Como no podía ser de otra manera, la terna arbitral argentina tuvo una actuación impecable. Pero el partido lo ganó Nacional por 2 a 0 con goles de Fider Miño y Albeiro Palomo Usuriaga y entonces había que patear tiros libres desde el punto del penal para definir quién sería el campeón. El resultado del partido condicionado a los penales. ¿También la vida de los árbitros, de irreprochables tareas, dependería de los penales?
Luis Cubilla, director técnico de Olimpia, hizo la lista de sus shoteadores. Del otro lado, Francisco Maturana la consensuó con sus jugadores.
El primer penal lo ejecutó el arquero uruguayo Éver Almeida y fue afuera. O sea que al término del tercer penal, Nacional ganaba el partido por 3 a 2 y era campeón, pues ya habían convertido Andrés Escobar, el Palomo Usuriaga y Jhon Jairo Trellez…

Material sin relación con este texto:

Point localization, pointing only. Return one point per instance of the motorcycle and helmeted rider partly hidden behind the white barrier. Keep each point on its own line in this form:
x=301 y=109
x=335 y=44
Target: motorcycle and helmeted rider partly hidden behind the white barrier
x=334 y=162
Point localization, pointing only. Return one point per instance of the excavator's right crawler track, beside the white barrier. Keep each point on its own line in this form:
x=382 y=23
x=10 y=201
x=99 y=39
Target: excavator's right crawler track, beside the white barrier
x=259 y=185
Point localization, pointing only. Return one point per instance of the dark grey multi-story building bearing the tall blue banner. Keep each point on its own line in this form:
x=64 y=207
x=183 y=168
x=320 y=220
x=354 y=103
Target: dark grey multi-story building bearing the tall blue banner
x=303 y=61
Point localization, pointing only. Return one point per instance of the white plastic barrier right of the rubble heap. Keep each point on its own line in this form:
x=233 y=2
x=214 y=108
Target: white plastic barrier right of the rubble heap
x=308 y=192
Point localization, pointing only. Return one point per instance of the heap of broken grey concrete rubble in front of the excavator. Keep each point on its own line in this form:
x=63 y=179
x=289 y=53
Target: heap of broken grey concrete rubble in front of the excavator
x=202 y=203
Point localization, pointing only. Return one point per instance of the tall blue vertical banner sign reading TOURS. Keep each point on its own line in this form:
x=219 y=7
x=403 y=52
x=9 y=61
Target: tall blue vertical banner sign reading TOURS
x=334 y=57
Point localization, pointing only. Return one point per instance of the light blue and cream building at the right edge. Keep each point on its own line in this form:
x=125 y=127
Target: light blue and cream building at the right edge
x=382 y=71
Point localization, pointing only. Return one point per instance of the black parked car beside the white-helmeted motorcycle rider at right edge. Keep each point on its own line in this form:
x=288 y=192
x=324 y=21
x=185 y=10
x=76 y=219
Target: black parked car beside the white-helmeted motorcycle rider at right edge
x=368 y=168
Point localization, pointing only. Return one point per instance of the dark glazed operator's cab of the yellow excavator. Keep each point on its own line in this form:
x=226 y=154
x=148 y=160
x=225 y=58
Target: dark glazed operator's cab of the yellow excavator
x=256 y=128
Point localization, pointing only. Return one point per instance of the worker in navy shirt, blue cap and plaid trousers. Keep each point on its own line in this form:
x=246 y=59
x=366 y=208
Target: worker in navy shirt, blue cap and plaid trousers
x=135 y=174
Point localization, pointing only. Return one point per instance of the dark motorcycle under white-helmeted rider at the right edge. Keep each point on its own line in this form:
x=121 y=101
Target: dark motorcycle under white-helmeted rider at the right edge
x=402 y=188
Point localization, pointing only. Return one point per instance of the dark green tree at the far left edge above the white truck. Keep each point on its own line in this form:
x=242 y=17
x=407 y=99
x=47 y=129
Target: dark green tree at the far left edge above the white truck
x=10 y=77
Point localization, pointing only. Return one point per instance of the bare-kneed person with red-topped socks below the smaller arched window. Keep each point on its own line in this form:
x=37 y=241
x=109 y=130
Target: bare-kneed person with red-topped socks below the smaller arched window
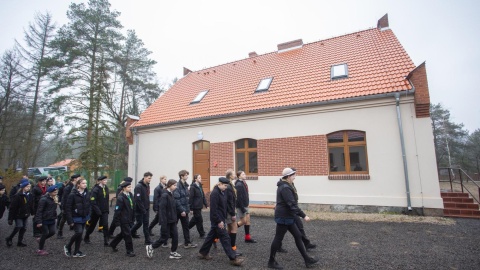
x=243 y=201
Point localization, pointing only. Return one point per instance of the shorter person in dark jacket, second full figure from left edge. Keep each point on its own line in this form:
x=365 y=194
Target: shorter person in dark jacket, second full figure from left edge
x=45 y=217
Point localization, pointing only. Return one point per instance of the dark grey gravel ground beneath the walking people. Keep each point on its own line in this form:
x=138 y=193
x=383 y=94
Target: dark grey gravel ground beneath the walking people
x=342 y=244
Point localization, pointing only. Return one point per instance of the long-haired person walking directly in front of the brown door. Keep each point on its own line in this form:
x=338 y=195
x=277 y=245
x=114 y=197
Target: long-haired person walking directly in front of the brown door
x=197 y=201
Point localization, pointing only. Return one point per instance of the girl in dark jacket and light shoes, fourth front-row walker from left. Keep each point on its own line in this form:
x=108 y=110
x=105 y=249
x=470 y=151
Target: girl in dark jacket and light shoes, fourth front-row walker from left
x=77 y=210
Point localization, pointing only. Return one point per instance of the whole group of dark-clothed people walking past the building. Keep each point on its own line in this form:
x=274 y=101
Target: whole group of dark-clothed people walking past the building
x=173 y=202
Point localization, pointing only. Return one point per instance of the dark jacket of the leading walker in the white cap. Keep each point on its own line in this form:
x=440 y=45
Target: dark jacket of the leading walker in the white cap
x=287 y=206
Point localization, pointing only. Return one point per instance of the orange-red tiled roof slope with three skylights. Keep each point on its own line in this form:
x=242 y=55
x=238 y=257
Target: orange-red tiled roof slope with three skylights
x=377 y=64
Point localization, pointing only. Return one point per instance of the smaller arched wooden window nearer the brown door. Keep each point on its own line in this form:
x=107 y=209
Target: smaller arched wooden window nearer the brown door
x=246 y=156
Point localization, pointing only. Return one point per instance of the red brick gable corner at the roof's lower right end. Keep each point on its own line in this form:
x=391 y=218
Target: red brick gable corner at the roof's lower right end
x=418 y=77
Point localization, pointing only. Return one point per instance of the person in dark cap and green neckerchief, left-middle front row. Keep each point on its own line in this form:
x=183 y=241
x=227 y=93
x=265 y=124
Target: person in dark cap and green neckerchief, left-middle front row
x=125 y=217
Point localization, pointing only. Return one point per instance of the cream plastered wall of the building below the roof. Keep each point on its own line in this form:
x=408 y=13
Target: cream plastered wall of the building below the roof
x=167 y=150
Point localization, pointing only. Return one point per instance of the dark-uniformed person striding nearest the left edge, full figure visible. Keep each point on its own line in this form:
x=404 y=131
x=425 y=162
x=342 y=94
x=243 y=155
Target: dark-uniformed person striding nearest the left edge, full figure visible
x=20 y=209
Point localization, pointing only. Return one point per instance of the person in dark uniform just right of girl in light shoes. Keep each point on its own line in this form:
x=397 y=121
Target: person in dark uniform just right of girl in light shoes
x=99 y=199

Higuita le atajó el penal a Éver Almeida
Pero en el cuarto, quien lo tiró afuera para Nacional fue Alexis García. Y como Alfredo Mendoza lo convirtió al igual que antes sus compañeros Gustavo Benítez y Herio Chamas, quedaron tres a tres y le faltaba ejecutar un penal a cada equipo. Loustau transpiraba y sus compañeros Lamolina y Romero le imploraban al cielo. Se venía la tanda de definición de a uno por equipo de manera alternada… Por Olimpia fallaron increíblemente Gabriel González, Jorge Guasch, Fermín Balbuena y Vidal Sanabria. Y por Nacional en la alternancia, pasaba lo mismo. Fueron malogrados los que ejecutaron Felipe Pérez, Gildardo Gómez y Luis Carlos Perea.
Iban para el cuarto de la serie de uno. O sea se habían ejecutado 17 tiros libres desde los once metros y no había campeón. Loustau miró el balón, le pidió a Dios, dio la orden y Leonel Álvarez lo transformó en locura, Copa Libertadores, fiesta, vuelta olímpica y suspiros interminables para los tres jueces argentinos. Nacional de Medellín había ganado por 2-0 en el tiempo regular y 5-4 en los tiros libres desde el punto del penal.

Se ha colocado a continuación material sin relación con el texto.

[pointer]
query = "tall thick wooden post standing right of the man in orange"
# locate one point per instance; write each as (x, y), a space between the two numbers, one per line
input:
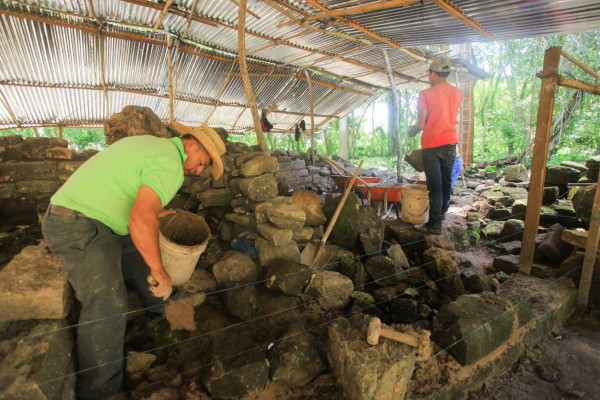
(540, 156)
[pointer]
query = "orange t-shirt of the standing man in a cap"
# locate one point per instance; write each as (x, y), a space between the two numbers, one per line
(441, 102)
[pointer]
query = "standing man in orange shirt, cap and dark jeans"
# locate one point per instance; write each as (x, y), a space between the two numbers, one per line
(437, 110)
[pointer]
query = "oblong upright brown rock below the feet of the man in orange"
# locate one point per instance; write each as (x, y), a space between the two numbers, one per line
(442, 266)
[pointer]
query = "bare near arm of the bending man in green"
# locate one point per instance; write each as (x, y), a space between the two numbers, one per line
(143, 227)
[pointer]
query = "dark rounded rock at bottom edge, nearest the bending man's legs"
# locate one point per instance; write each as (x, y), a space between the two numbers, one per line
(235, 366)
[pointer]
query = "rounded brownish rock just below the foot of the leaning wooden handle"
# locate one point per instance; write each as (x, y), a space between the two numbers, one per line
(332, 290)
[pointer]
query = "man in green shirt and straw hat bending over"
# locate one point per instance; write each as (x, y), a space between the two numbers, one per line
(103, 223)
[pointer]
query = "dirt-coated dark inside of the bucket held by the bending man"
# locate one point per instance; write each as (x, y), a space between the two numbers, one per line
(184, 228)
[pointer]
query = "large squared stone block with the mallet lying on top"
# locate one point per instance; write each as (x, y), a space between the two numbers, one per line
(351, 360)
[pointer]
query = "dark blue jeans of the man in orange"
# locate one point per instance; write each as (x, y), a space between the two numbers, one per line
(438, 163)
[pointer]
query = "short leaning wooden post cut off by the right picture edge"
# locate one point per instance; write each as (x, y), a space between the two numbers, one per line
(590, 252)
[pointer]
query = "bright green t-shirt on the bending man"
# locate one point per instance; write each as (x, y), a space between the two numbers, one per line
(105, 186)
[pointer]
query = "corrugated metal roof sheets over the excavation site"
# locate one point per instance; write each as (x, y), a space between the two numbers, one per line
(62, 59)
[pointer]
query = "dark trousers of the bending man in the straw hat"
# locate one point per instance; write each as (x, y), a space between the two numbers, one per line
(98, 263)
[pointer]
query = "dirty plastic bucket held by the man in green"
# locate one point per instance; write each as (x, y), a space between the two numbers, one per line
(183, 237)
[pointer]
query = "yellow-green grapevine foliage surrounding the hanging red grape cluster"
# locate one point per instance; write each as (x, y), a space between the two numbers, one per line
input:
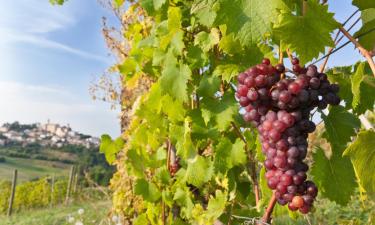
(185, 155)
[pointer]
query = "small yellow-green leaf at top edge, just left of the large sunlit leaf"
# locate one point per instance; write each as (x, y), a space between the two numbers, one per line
(205, 12)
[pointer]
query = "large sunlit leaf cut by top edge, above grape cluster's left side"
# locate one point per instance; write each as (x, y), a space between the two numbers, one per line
(249, 20)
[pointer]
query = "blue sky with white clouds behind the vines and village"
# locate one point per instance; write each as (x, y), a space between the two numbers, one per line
(49, 55)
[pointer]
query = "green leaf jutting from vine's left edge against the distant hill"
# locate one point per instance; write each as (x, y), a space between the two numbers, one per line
(110, 148)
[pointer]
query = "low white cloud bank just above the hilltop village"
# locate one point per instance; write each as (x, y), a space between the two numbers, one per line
(32, 103)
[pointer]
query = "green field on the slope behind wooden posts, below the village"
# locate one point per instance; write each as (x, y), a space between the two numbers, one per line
(29, 169)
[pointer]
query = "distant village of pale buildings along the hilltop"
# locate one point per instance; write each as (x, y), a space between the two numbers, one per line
(49, 134)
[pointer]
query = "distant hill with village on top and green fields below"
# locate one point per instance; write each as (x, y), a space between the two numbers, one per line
(38, 150)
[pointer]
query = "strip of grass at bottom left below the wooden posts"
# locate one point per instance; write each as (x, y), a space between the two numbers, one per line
(94, 213)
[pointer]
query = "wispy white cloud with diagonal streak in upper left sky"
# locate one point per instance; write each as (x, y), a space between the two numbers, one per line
(32, 21)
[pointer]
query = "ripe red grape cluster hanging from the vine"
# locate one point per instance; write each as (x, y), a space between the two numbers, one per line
(281, 109)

Sin embargo, dos coches se cruzaron cuando Loustau regresaba en un taxi al hotel después de ir a buscar a la Cadena Caracol el video tape del partido para incorporarlo a sus recuerdos.
— Tú no cumpliste lo pactado. Te ofrecimos un maletín con el dinero y lo dejaste. No entendiste el mensaje.—
Lo dejaron en el medio de un descampado a unos ocho kilómetros del centro. El árbitro corrió temiendo encontrarse con alguien que apareciera desde algún matorral. Un vecino de buena voluntad le indicó dónde podría encontrar un taxi. Lo hizo. Llegó exhausto al hotel Tequendama. Sus compañeros Lamolina y Romero, desesperados tras buscarlo por todas partes, lo pusieron dentro de la bañera con agua bien caliente, llamaron al médico y éste le dio un sedante.
Recién en el vuelo de regreso, ya cerca de la medianoche y rumbo a Ezeiza, fue recuperando el habla para contar lo sucedido.
— Me cruzaron dos autos, se bajaron cuatro tipos con ametralladoras en el medio de un descampado, me querían matar porque dijeron que no entendimos el mensaje cuando rechazamos el maletín que trajo aquel tipo al hotel…—, sintetizó Juan Carlos Loustau.
Después de los años transcurridos podríamos decir que estos árbitros argentinos entendieron perfectamente el mensaje. No el de los sicarios de Pablo Escobar Gaviria, sino el verdadero mensaje de la vida.